The convening of this Conference in the Republic of Mexico, in the capital city of a state that was once an important part of a great Indian empire, provides a unique opportunity to initiate what may well become the widespread reawakening of a people whose ancestors more than 1,200 years ago developed one of the most brilliant pre-Columbian civilizations known to modern man. These present-day descendants, many of whom have already embraced the Faith of Bahá’u’lláh and who consider the Yucatán Peninsula and the seacoast lowlands and rugged spine of mountains joining North and South America to be their homeland, are among the very people mentioned by ‘Abdu’l‑Bahá in His Tablets of the Divine Plan as having a great destiny once they have accepted His Father’s Cause. Here, too, and throughout Middle America, are those whose forefathers came from the Iberian Peninsula, Africa, and the Far East linking the Old with the New World.
Conscious of ‘Abdu’l‑Bahá’s impassioned plea to promulgate the oneness of mankind to a spiritually impoverished humanity, a handful of itinerant Bahá’í teachers set forth four decades ago, traversed the land bridge connecting the two continents of the Western Hemisphere and carried the healing Message of Bahá’u’lláh to the Spanish-American Republics. Their dedicated efforts were rewarded when, in 1938, the first Local Spiritual Assembly in Latin America was formed in Mexico City. This initial triumph at the inception of the first of the teaching plans formulated by Shoghi Effendi spearheaded other victories leading to the formation of two, then of four Regional Spiritual Assemblies and ultimately to the establishment of National Spiritual Assemblies in each of the republics of Latin America and in the islands of the Caribbean.
Praiseworthy indeed were these achievements but the Bahá’í communities of Central America and the West Indies must not be content to rest on these laurels. The beloved Guardian during the last months of his precious life continually urged the friends of Latin America to pursue what he described as “the paramount task,” the teaching work. How much more does that injunction apply today! In less than thirty months, approximately 900 groups and isolated centers and over 400 Local Spiritual Assemblies must be added to those already existing in the mainland and island nations of Middle America!

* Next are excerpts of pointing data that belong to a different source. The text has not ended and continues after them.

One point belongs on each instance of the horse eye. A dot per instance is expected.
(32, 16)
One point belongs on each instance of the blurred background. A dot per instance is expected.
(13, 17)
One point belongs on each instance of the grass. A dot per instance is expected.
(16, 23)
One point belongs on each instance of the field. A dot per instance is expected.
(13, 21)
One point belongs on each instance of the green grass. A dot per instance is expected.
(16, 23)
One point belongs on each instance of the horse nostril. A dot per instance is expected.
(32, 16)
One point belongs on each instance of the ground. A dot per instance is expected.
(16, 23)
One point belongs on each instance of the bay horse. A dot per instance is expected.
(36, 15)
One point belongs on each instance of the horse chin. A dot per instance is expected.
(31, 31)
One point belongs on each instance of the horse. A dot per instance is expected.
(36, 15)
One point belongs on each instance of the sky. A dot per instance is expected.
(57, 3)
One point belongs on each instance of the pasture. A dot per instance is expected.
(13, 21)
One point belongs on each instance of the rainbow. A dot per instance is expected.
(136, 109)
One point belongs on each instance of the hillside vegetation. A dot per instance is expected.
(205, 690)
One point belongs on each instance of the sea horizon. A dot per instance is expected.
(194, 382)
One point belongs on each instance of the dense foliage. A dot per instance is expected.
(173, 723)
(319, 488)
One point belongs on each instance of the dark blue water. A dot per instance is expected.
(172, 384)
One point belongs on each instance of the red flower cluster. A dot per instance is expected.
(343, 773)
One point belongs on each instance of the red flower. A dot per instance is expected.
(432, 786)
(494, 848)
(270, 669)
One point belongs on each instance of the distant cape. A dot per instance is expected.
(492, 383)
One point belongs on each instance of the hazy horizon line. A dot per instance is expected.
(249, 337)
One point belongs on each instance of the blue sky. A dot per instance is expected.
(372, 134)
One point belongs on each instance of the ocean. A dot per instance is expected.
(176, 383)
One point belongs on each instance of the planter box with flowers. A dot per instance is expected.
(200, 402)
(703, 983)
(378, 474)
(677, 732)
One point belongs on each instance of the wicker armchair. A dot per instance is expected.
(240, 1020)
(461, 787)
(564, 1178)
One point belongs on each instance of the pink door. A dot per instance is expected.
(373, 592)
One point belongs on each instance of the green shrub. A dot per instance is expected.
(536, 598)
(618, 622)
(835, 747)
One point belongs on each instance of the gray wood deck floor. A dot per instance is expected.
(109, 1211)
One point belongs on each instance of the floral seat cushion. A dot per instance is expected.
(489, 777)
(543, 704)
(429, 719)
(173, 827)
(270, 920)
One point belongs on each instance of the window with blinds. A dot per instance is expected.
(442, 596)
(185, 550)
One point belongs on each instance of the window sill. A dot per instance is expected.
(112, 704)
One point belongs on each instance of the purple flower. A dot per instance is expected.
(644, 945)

To accomplish this challenging task, intensive effort to attract new believers, be they black, brown, red or white, from all strata of society, must be exerted. Hand in hand with this endeavor, particularly in local communities, goes the development of the distinctive character of Bahá’í life. Prompt attention must also be given to the acquisition of local Ḥaẓíratu’l-Quds and endowments; and the translation and publication of Bahá’í literature, especially in indigenous languages, must be accelerated.
Dear friends, if at the close of the Five Year Plan we are to witness the ensigns of victory lifted high, the wholehearted support of the followers of Bahá’u’lláh must be enlisted now and their energies systematically channeled into areas most in need. We cherish the hope that at this final Conference the friends will arise with enthusiasm and determination not only to win the remaining goals of the Plan but to carry out Shoghi Effendi’s injunction to win the allegiance of members of the various tribes of American Indians to the Cause, thereby hastening the period prophesied by the Master when the Indian peoples of America would become a source of spiritual illumination to the world.